The application of the PAM is similar to K-means. We use the pam function from package cluster. Below, for illustration, we use \(k=3\) (note that the number of clusters can be studied exactly like before, replacing kmeans by pam).

library(cluster)
wine_pam <- pam(wine[,-12], k=3)
wine_pam
# PAM clustering with fresh imports
import pandas as pd
import numpy as np
import matplotlib.pyplot as plt
from sklearn.preprocessing import StandardScaler
from sklearn_extra.cluster import KMedoids
from sklearn.metrics import silhouette_samples
from scipy.spatial.distance import pdist, squareform
import os

# Find the correct path to the data file
# Try different possible locations
possible_paths = [
    'labs/data/Wine.csv',  # From project root
    '../../data/Wine.csv',  # Relative to current file
    '../../../data/Wine.csv',  # One level up
    'data/Wine.csv',  # Direct in data folder
    'Wine.csv'  # In current directory
]

wine_data = None
for path in possible_paths:
    try:
        wine_data = pd.read_csv(path)
        print(f"Successfully loaded data from: {path}")
        break
    except FileNotFoundError:
        continue

if wine_data is None:
    # If we can't find the file, create a small sample dataset for demonstration
    print("Could not find Wine.csv, creating sample data for demonstration")
    np.random.seed(42)
    wine_data = pd.DataFrame(
        np.random.randn(100, 11),
        columns=[f'feature_{i}' for i in range(11)]
    )
    wine_data['quality'] = np.random.randint(3, 9, size=100)

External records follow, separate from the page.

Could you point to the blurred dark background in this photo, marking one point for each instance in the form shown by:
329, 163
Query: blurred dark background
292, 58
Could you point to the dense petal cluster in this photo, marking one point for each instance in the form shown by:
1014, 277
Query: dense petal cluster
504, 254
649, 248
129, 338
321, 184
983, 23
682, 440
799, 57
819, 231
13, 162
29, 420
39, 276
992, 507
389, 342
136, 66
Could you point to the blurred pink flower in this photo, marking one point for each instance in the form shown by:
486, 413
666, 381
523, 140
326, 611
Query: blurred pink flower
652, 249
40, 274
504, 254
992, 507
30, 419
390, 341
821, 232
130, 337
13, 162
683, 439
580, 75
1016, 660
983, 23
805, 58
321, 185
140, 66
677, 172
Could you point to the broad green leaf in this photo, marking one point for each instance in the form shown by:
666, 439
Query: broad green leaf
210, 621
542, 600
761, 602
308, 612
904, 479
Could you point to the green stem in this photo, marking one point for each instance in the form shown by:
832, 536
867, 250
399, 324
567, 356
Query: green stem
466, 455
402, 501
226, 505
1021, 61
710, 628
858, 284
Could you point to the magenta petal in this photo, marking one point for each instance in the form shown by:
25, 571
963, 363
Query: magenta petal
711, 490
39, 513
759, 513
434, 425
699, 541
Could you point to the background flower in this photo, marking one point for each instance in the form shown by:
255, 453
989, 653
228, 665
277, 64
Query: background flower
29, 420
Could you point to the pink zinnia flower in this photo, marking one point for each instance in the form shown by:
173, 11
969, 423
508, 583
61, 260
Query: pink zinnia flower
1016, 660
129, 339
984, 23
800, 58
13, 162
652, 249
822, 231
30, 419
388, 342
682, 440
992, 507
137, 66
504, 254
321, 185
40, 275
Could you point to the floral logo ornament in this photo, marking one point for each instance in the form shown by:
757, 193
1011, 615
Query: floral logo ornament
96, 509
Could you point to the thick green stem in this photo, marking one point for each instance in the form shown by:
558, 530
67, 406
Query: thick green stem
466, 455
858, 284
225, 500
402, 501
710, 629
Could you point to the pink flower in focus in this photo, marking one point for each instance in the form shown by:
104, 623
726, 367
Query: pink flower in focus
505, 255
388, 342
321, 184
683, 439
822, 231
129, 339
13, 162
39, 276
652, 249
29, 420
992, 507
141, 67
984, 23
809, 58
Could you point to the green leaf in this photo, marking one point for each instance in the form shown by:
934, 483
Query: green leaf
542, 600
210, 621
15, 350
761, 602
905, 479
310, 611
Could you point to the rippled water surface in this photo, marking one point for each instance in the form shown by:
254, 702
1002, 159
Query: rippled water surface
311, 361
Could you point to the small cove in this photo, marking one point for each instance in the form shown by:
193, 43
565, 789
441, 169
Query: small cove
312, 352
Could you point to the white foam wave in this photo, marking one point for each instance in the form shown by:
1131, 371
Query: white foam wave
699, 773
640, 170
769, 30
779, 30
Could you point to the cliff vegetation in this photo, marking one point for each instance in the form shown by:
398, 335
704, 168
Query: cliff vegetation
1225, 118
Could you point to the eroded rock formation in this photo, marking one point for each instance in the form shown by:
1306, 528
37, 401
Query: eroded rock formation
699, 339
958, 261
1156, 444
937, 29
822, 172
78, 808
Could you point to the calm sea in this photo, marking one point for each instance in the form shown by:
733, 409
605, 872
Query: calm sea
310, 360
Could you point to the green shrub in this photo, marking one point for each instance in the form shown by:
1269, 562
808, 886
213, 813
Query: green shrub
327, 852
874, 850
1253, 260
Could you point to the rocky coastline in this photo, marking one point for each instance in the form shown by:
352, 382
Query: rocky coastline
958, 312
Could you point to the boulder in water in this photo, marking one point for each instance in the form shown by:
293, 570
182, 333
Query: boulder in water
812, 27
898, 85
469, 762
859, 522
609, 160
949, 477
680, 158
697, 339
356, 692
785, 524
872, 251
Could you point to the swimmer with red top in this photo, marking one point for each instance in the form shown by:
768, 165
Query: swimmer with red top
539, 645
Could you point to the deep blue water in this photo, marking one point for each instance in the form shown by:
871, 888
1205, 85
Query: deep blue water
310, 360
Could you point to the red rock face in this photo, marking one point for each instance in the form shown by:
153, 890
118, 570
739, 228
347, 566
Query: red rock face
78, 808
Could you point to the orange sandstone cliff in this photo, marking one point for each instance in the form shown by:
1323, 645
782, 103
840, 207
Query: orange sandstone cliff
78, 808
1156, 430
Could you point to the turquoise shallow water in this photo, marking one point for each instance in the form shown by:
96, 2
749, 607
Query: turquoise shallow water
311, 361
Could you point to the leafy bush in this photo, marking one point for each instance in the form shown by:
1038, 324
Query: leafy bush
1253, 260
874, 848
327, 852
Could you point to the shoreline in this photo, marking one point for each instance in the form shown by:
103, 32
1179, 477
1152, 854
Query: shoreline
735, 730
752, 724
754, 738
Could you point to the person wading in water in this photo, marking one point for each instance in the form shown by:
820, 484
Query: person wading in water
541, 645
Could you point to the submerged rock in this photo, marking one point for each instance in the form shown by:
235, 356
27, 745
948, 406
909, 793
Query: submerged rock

# Continue with the analysis using wine_data
wine = wine_data
wine.index = ["W" + str(i) for i in range(1, len(wine)+1)]
scaler = StandardScaler()
wine_scaled = pd.DataFrame(
    scaler.fit_transform(wine.iloc[:, :-1]),
    index=wine.index,
    columns=wine.columns[:-1]
)
X = wine_scaled.values

# PAM with k=3
wine_pam = KMedoids(n_clusters=3, metric='manhattan', method='pam')
wine_pam.fit(X)
wine_pam.labels_

# Silhouette plot function
def plot_silhouette(data, labels, metric='euclidean', figsize=(10, 6)):
    distances = pdist(data, metric='cityblock' if metric == 'manhattan' else metric)
    dist_matrix = squareform(distances)
    silhouette_vals = silhouette_samples(dist_matrix, labels, metric='precomputed')
    
    fig, ax = plt.subplots(figsize=figsize)
    y_lower, y_upper = 0, 0
    n_clusters = len(np.unique(labels))
    
    for i in range(n_clusters):
        cluster_silhouette_vals = silhouette_vals[labels == i]
        cluster_silhouette_vals.sort()
        y_upper += len(cluster_silhouette_vals)
        ax.barh(range(y_lower, y_upper), cluster_silhouette_vals, height=1)
        ax.text(-0.03, (y_lower + y_upper) / 2, str(i + 1))
        y_lower += len(cluster_silhouette_vals)
    
    silhouette_avg = np.mean(silhouette_vals)
    ax.axvline(silhouette_avg, color='red', linestyle='--')
    ax.set_xlabel('Silhouette coefficient values')
    ax.set_ylabel('Cluster labels')
    ax.set_title('Silhouette plot for the various clusters')
    plt.show()

# Create the silhouette plot
plot_silhouette(X, wine_pam.labels_, metric='manhattan')

We see that the average silhouette considering the all three clusters is 0.12. Cluster 2 has some wines badly clustered (silhouette of 0.06, the lowest, and several wine with negative silhouettes). Cluster 3 is the most homogeneous cluster and the best separated from the other two.

Your turn

Repeat the clustering analysis on one of the datasets seen in the course (like the real_estate_data or nursing_home). Evidently, this is not a supervised task, therefore, you may choose to leave the outcome variable out of your analysis.